By now carrots start to become damaged by slugs and such, so I dig them out and use them. I have never been bothered to store them properly in sand as the experts tell us. “Cut the leaves to about 1½cm and lay in sand in a box so the carrots do not touch.” If I can find some sand I might give it a try one year. Thanks to a Gardening website I lost my wonderful crop of carrots to the dreaded carrot fly a few years back. I erected a barrier, about 24 inches high, as recommended by the website (70cm), thinking that this approach would be more natural as it would allow other insects into the carrot bed. Common sense said this barrier was not high enough, and common sense is right. All my beautiful carrots ruined, their insides tunnelled down and the exteriors bearing the tell tale black rings. Still, one of the great things about growing vegetables is that we can always turn one year's failures into next year's successes. I returned to covering them with mesh and, although my first sowing was slow to germinate and I had to resow them, crops have been very good.
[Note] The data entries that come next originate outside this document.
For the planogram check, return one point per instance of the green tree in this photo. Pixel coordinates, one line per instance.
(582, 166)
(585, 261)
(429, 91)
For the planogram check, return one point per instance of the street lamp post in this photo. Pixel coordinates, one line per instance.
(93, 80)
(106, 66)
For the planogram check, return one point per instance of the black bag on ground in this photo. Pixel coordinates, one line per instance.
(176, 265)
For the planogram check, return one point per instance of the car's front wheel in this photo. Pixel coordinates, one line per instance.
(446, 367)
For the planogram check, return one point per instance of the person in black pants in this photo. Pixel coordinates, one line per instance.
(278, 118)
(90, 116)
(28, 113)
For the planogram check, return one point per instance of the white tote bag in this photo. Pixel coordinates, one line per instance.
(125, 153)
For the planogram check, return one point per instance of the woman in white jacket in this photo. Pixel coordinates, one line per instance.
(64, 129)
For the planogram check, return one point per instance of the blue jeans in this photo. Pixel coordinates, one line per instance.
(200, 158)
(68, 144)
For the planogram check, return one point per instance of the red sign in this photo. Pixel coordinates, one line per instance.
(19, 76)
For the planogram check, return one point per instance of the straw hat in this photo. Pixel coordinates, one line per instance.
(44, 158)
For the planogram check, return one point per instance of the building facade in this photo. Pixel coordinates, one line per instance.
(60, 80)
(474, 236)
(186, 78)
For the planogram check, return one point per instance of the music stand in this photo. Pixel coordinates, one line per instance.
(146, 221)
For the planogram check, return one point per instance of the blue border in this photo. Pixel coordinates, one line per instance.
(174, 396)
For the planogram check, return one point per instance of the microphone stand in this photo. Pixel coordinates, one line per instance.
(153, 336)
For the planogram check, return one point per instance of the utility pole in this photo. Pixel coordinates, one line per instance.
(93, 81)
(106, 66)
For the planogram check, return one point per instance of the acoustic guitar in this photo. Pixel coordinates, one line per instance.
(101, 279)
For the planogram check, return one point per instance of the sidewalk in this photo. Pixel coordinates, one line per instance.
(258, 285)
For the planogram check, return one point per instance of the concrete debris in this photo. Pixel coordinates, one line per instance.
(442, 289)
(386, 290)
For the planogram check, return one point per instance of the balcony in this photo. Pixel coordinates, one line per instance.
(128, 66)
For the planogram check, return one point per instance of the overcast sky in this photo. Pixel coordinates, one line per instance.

They are so sweet and tasty, especially if scraped (when younger scrubbed) and scattered onto the top of a chicken tagine, cassoulet or any dish cooked slowly in the oven. More recently and this year was a case in point, the gastropods have developed a taste for them and I am trying out all manner of non chemical deterrents.
Many gardeners recommend the planting of garlic this month, some suggest even earlier. Up to a point the earlier the better, for the longer the time available to establish strong roots before winter the stronger the plants will be to grow on in spring. I used to stick to the old adage of “plant on the shortest day harvest on the longest" because it takes away the guesswork of when it’s ready. If you don’t actually forget about it you end up thinking like chicken on a barbecue, is it ready, is it ready? Leave it for a bit longer and the chicken ends up dried out. Leave the garlic and it starts to sprout and grow again. Still if you are really organized get the garlic in now. I wouldn’t put it in the bed where next year’s onions will be for the strong root system can help white rot to generate in spring and pass the infection on to your infant onion crop. For this reason I have started to plant the garlic in spring.